More Efficient Process

Instead, you could do the following:

# 1. Do the sequencing run with the toggle activated to keep the kinetics tags
# in the hifi bam (effectively merges steps #1 & #2 above into a single step on
# the instrument or other connected computational resource). For most people,
# this step is done by the sequencing core.
> ls
  # {movie}.subreads.bam
  # {movie}.subreads.bam.pbi
  # {movie}.hifi_reads.bam             # <-- w/ kinetics tags this time!
  # and some other files

# 2. Run primrose, passing through the kinetics tags
> primrose --keep-kinetics {movie}.hifi_reads.with-kinetics.bam {movie}.hifi_reads.5mC.bam
> ls
  # {movie}.subreads.bam
  # {movie}.subreads.bam.pbi
  # {movie}.hifi_reads.bam             # <-- Has kinetics tags
  # {movie}.hifi_reads.5mC.bam         # <-- new! Has methylation and kinetics tags
  # and some other files

# 3. Remove version w/o all tags, possibly renaming the final file
> rm {movie}.hifi_reads.bam
# and/or
> mv {movie}.hifi_reads.5mC.bam {movie}.hifi_reads.bam
> ls
  # {movie}.subreads.bam
  # {movie}.subreads.bam.pbi
  # {movie}.hifi_reads[.5mC].bam     # <-- Has methylation and kinetics tags
  # and some other files

# 4. Record what tags are available in each file in the README
> vim README

This assumes your core is (a) willing to configure the run to add the kinetics to the HiFi BAM (increases file size, but not computational load) and (b) unwilling/unable to run Primrose for you on the instrument or other connected computational resource (note that being unwilling to do this is probably a computational or other resource constraint, not unhelpfulness). If your core is able to call methylation (via Primrose) for you, ask them to configure the run to keep the kinetics tags in the Primrose output BAM. The commands run by SMRT Link “under the hood” will match steps #1 & #2 in the provided example; thus, having your core call methylation for you is not more computationally efficient than you doing it yourself, but it is a lot more convenient if you have the option. Note that they might still provide you with two HiFi BAMs (i.e., one with kinetics tags and another with both kinetics tags and methylation tags), but you can delete the unneeded version.
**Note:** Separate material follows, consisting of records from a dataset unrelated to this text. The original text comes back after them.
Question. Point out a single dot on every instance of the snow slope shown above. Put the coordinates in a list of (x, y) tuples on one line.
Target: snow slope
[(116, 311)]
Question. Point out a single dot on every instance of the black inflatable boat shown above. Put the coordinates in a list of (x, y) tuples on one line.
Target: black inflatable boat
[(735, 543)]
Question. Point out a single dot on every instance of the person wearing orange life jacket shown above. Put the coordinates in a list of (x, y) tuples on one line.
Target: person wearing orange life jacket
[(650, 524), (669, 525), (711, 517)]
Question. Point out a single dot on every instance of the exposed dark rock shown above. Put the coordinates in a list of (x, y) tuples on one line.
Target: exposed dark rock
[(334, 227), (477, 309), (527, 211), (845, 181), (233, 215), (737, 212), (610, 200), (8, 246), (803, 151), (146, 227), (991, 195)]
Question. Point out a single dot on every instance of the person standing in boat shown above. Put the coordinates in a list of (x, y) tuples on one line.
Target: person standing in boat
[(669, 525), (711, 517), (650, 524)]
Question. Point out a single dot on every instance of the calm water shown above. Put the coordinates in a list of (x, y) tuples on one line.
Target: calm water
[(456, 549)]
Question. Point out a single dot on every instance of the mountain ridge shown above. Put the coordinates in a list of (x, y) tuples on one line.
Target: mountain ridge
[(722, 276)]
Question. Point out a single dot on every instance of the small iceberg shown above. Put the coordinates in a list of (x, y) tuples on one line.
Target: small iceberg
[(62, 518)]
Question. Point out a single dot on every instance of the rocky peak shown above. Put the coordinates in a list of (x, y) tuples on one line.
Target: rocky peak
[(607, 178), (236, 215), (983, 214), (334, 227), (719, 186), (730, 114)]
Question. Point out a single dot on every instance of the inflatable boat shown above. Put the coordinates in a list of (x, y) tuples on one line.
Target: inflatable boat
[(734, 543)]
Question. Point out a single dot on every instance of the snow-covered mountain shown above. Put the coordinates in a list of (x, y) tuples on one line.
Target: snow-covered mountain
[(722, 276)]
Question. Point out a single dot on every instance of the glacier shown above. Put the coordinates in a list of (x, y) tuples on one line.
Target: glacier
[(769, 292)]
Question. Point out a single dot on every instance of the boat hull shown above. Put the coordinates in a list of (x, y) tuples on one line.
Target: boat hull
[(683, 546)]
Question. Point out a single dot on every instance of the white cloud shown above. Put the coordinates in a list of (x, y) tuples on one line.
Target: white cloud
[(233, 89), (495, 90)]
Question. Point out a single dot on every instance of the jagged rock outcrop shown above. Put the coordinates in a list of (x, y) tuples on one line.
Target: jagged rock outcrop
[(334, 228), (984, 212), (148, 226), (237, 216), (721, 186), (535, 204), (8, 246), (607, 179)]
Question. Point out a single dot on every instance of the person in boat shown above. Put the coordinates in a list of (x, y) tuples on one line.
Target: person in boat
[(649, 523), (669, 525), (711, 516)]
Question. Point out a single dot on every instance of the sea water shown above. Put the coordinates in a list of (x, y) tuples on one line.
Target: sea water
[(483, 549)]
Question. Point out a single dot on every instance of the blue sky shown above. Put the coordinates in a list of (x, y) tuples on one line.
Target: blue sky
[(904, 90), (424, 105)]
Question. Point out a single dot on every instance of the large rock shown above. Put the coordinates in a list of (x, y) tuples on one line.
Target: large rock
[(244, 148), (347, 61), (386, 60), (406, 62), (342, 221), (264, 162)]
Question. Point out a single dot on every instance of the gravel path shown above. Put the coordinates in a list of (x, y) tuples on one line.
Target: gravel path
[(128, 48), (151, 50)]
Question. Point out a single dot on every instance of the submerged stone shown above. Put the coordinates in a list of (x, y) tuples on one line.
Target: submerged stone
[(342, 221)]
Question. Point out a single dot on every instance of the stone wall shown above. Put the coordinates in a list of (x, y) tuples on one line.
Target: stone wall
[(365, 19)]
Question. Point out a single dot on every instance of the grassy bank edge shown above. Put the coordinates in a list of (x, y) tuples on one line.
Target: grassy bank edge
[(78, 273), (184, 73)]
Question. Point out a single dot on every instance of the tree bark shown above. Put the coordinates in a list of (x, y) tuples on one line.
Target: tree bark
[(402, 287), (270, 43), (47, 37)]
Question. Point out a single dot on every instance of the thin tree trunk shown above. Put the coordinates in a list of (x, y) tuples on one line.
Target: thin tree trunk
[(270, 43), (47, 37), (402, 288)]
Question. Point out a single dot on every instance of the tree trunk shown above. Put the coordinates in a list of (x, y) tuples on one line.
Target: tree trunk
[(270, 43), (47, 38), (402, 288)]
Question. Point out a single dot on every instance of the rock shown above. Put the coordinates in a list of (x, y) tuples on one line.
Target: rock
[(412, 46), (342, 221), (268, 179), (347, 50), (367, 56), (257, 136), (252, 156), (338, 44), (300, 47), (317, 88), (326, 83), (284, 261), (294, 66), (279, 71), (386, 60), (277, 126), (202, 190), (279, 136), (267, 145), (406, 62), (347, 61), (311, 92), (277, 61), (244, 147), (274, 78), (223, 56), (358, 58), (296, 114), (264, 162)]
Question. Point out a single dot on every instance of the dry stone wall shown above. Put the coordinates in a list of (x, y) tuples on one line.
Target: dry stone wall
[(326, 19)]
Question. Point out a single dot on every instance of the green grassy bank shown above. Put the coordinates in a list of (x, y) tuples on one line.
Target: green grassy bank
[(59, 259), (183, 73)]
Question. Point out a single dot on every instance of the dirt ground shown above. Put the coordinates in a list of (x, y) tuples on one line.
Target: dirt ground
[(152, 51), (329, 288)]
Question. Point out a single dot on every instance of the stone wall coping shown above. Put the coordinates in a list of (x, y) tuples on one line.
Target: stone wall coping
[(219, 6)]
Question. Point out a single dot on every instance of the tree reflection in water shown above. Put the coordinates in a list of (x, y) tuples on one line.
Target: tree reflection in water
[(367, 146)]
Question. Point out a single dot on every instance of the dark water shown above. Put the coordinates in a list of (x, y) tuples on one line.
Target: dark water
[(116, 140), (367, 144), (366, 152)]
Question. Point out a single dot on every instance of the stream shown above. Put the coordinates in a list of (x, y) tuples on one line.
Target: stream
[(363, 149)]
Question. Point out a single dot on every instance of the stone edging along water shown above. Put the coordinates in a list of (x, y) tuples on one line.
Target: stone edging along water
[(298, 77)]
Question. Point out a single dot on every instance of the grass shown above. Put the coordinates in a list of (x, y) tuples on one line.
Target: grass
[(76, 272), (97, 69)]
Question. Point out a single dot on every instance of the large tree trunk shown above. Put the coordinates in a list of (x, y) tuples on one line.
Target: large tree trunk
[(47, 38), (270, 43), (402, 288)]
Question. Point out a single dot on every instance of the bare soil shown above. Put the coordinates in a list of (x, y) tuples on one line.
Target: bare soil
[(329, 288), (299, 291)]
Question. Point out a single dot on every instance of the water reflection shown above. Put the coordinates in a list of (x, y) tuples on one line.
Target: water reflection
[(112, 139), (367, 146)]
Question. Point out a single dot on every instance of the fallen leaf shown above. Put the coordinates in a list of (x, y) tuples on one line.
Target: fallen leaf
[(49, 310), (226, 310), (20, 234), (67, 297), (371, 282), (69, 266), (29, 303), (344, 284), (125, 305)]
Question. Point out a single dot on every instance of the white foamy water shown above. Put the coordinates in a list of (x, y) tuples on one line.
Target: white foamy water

Which tags do my files have?

“Too late! My core already finished the run and sent me the files.” If you’re wondering which tags are in your HiFi BAM file(s), you can check with samtools. You can usually see which commands were run in the BAM header via @PG tags. The most definitive way to identify which tags your file has is by looking at the individual reads. If you find you are missing desired information that you cannot generate yourself from the existing data, you can always ask your core if they still have the needed prerequisites from your sequencing run. You might get lucky!

Checking the BAM Header

You can check the BAM header via the following command:

samtools head some_file.bam

Search for the @PG header(s), usually found near the end. Look for the ccs command and check whether the --hifi-kinetics or --all-kinetics flags were supplied; if so, your file probably has kinetics tags (unless methylation was also called and the kinetics tags were not retained in that step). To determine if methylation was called, look for the primrose command. The --keep-kinetics flag will tell you that the kinetics tags were retained alonside the methylation tags.

Checking the Reads

The most definitive way to determine which tags your file has is by checking the actual reads. We recommend looking at a subset of this output to avoid getting many gigabytes worth of data sent to your output file or the screen. It can also be helpful to replace tabs with newlines to avoid side-scrolling through long columns.

samtools view some_file.bam | head -n 1 | tr '\t' '\n' | less -S

Search for the MM and ML tags to determine if you have methylation information. To determine whether you have kinetics information, search for either of the following tag sets: (a) pw and ip for single-stranded reads or (b) fi, ri, fp, and rp otherwise.

Misc. Notes

All this information applies to HiFi sequencing in the Sequel II era. Things may be different for HiFi reads generated from a Revio instrument. Consider the principles underlying the discussion on this page and consult with your sequencing provider during the planning stage of your project.